The colonel was pleased with their progress, but he was slowly growing less concerned for his original Winter Soldier. It didn’t seem to matter to him whether the new soldiers injured her, and he started sending her back into training before her injuries had finished healing. She found herself fighting on sprained joints and half-healed broken bones, something that had never been required of her before.
You have to do better, Yuri had told her the last time he had splinted her up after Josef had snapped her wrist like a twig. You have to prove that you are still valuable, or the colonel will decommission you.
He’d looked worried, and that had frightened her more than his gentle warning.
Today she was sparring with Josef again – knives this time – and it wasn’t going well. The Winter Soldier was deadly with knives, but so was he, and he was bigger than her and stronger than her and more brutal than her. Despite her best efforts, he was able to disarm her, and then he grabbed her, twisting her prosthesis up behind her back in a way that made her shoulder scream and the metal plates creak ominously. She knocked her other hand against his thigh, trying to tap out, but he didn’t let her go. Instead, he raised his knife. She tried to break free, but–
She gasped as the blade plunged into her chest, once, twice, thrice. Dimly, she could hear the colonel shouting for the match to stop, and she staggered and fell against the wall as Josef let her go.

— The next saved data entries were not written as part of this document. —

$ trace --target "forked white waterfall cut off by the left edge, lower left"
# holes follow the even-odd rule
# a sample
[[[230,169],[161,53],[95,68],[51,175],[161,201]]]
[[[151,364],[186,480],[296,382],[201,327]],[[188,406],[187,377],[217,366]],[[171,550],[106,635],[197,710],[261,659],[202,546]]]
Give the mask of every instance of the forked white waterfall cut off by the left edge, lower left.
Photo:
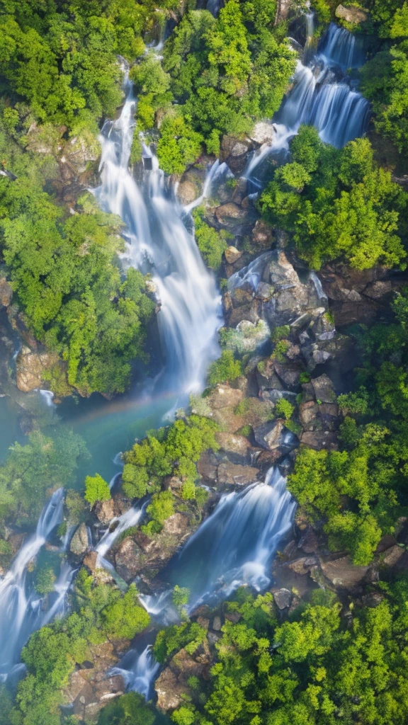
[[[30,634],[64,613],[65,594],[73,576],[68,564],[62,564],[54,592],[46,599],[26,581],[28,564],[62,521],[63,494],[63,489],[52,494],[38,520],[36,533],[23,544],[0,581],[0,679],[3,681],[20,669],[20,652]]]

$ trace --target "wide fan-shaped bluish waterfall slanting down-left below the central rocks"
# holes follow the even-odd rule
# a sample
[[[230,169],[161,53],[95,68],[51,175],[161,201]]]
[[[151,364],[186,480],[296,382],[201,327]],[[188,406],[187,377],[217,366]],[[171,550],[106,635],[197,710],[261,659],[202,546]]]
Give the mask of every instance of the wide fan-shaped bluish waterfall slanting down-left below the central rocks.
[[[269,469],[264,484],[224,494],[219,504],[161,573],[190,590],[189,610],[215,604],[241,584],[265,589],[280,540],[290,529],[295,501],[286,479]],[[168,597],[162,597],[163,607]],[[150,610],[154,604],[149,602]]]

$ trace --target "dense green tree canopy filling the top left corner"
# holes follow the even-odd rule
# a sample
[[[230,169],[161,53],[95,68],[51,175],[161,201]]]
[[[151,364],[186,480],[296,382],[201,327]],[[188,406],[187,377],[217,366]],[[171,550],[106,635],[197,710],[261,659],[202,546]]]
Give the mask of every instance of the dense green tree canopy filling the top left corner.
[[[95,128],[123,97],[118,54],[129,61],[142,54],[142,33],[163,24],[176,3],[159,5],[158,12],[150,0],[2,0],[1,94],[26,101],[43,123],[73,133]]]

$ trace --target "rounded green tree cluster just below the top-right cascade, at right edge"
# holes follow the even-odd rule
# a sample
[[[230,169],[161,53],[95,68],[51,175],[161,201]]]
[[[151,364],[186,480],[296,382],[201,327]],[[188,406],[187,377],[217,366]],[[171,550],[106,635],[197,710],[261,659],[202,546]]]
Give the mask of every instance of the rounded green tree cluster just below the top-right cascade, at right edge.
[[[370,141],[334,149],[303,126],[290,151],[259,207],[266,220],[293,233],[299,255],[314,269],[338,258],[357,269],[404,267],[408,197],[376,164]]]

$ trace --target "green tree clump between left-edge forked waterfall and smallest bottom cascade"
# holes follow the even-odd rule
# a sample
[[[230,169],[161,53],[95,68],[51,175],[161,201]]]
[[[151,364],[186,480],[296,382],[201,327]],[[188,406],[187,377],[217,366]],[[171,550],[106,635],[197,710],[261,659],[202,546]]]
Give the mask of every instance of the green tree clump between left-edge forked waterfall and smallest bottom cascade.
[[[134,584],[121,595],[111,585],[94,584],[85,569],[76,579],[73,608],[68,618],[43,627],[24,647],[22,658],[28,674],[18,686],[10,724],[60,725],[61,689],[76,666],[93,661],[92,645],[107,637],[131,639],[150,619],[139,605]]]

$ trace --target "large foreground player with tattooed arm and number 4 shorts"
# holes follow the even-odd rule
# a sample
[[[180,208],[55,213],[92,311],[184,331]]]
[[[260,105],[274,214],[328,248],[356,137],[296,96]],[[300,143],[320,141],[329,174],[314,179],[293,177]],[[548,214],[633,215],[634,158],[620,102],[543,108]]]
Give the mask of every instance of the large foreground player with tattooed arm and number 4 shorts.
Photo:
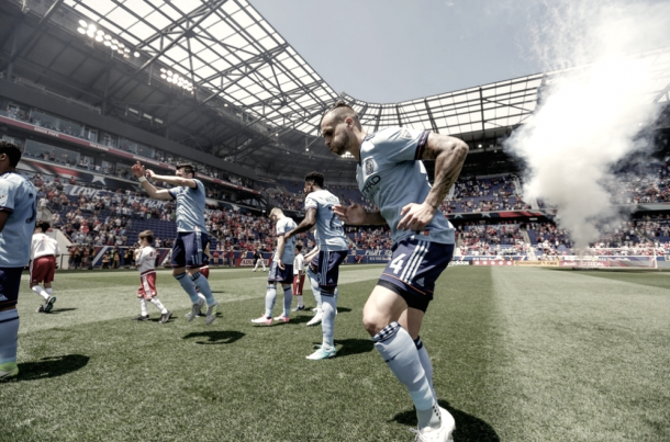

“Get her out of here,” the colonel snapped to Captain Oleneva. The woman saluted and then gestured to two of her subordinates, who half carried, half dragged the Winter Soldier to the med bay. There was blood in her mouth, and she was having trouble breathing. Something was definitely punctured, and it seemed to be sheer luck that Josef’s knife had missed her heart.
“Agent Trifonov!” Captain Oleneva bellowed.
Yuri snapped to attention and, when he saw the blood soaking through the Winter Soldier’s shirt, said, “Get her on the operating table.”
The next hour was a haze as she was examined and stitched up and given bags of her own saved blood. By the time Yuri finished and she was moved into one of the recovery rooms, she was pale and grey with pain.
“Someone needs to get Stark,” she heard him say, just outside the room. “Her prosthesis is damaged.”